Saisunaga dynasty ended with Mahanandi’s illegitimate son Nanda or Mahapadma Nanda taking over as 11th king of Saisunaga dynasty, but as he was illegitimate son, his dynasty was recognized seperately as Nanda dynasty.
Nanda was son of Mahanadi’s wife and a barber. So he started his own dynasty.
He and his sons ruled for 100 years from 1634 – 1534 BCE.
He was eliminated by his illegitimate son, Chandragupta Maurya with the help of Chanakya in 1546 BCE.
Chandragupta Maurya was son of Mura, illegitimate wife of Mahapadma Nanda.
Nanda was also known as Dhana Nanda or Mahapadma Nanda for the amount of gold he collected by winning wars.
Mahapadma is a number = Padma x 1000 x100 = 10^37. He buried those many gold coins in pots along the banks of river Ganga.

Nanda Dynasty King’s Name Reigning Years (BCE)
1. Mahapadma Nanda 1634 – 1546
2. Saumalya and his 7 brothers 1546 – 1534

Nanda’s 8 sons ruled for 8 years (1 year each) after their father’s death.
After last brother was eliminated, Chandragupta Maurya was established as Magadha emperor by his teacher Chanakya or Vishnugupta in 1534 BCE.

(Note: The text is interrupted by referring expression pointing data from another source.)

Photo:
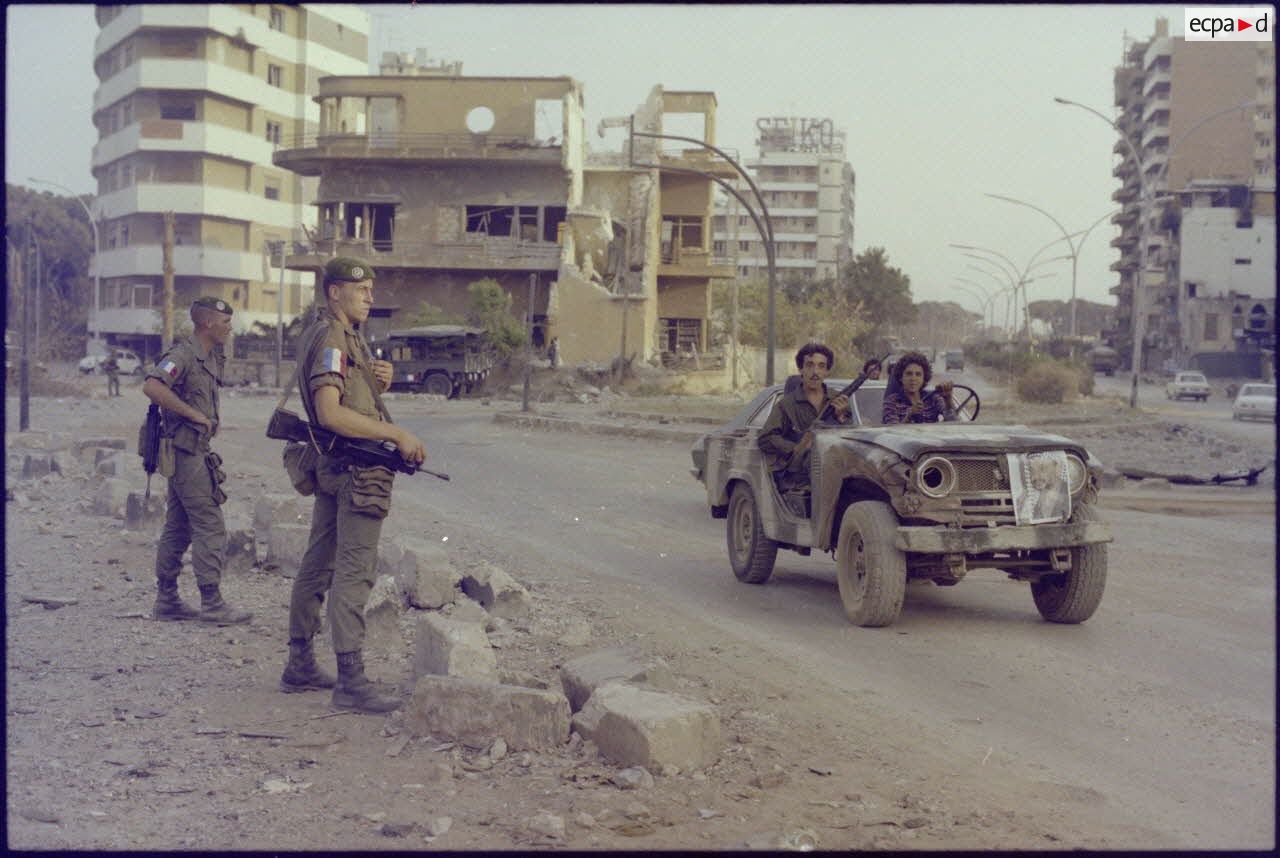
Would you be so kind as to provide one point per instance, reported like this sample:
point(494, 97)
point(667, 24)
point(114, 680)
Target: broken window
point(490, 220)
point(680, 334)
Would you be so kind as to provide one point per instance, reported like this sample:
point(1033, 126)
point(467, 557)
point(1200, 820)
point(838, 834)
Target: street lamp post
point(1146, 196)
point(1068, 238)
point(763, 223)
point(97, 255)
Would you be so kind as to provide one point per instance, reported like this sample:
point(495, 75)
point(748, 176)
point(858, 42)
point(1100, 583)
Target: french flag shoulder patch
point(334, 361)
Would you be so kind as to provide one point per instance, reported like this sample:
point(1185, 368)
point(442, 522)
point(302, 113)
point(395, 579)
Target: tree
point(882, 292)
point(67, 243)
point(490, 309)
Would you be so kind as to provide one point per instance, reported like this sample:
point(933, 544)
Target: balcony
point(499, 254)
point(677, 260)
point(309, 154)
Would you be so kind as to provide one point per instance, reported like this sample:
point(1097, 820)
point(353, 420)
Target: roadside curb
point(595, 427)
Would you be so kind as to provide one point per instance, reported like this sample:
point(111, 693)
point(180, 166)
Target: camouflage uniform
point(346, 520)
point(193, 516)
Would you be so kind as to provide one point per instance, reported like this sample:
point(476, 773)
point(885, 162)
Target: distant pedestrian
point(112, 366)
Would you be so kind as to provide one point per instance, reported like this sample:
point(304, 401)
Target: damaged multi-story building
point(442, 179)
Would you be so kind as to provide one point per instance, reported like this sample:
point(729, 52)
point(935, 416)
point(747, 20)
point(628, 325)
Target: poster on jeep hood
point(1040, 488)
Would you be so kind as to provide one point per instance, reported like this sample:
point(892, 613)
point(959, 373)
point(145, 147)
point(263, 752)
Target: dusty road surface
point(969, 724)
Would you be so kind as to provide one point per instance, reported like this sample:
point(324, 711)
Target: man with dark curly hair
point(786, 439)
point(908, 402)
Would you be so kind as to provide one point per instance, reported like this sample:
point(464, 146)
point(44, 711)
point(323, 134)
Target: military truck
point(444, 360)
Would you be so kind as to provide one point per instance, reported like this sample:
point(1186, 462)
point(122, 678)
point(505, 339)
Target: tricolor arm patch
point(334, 361)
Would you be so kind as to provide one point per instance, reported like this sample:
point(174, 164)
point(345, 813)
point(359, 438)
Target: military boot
point(357, 692)
point(169, 605)
point(302, 672)
point(213, 608)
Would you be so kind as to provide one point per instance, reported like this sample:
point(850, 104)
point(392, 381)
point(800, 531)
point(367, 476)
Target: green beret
point(347, 269)
point(213, 304)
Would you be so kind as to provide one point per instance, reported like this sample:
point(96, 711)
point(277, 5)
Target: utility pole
point(529, 338)
point(167, 267)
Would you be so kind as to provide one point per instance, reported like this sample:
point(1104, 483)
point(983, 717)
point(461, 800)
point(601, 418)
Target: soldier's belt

Because he was secretly raised and trained, he was called Chandra-Gupta (gupta – secret) and because he wanted to adopt his mother’s name Mura, Maurya was added.
He started Maurya dynasty rule in Magadha.
These Chankaya-Chandragupta Maurya were few generations later to Gautama Buddha and were not contemporaries to Alexander.
Historians confuse them with Chandragupta of Gupta dynasty who ruled much later (327 – 82 BCE).
Chankaya or Kautilya wrote Arthasastra in early 15th century BCE.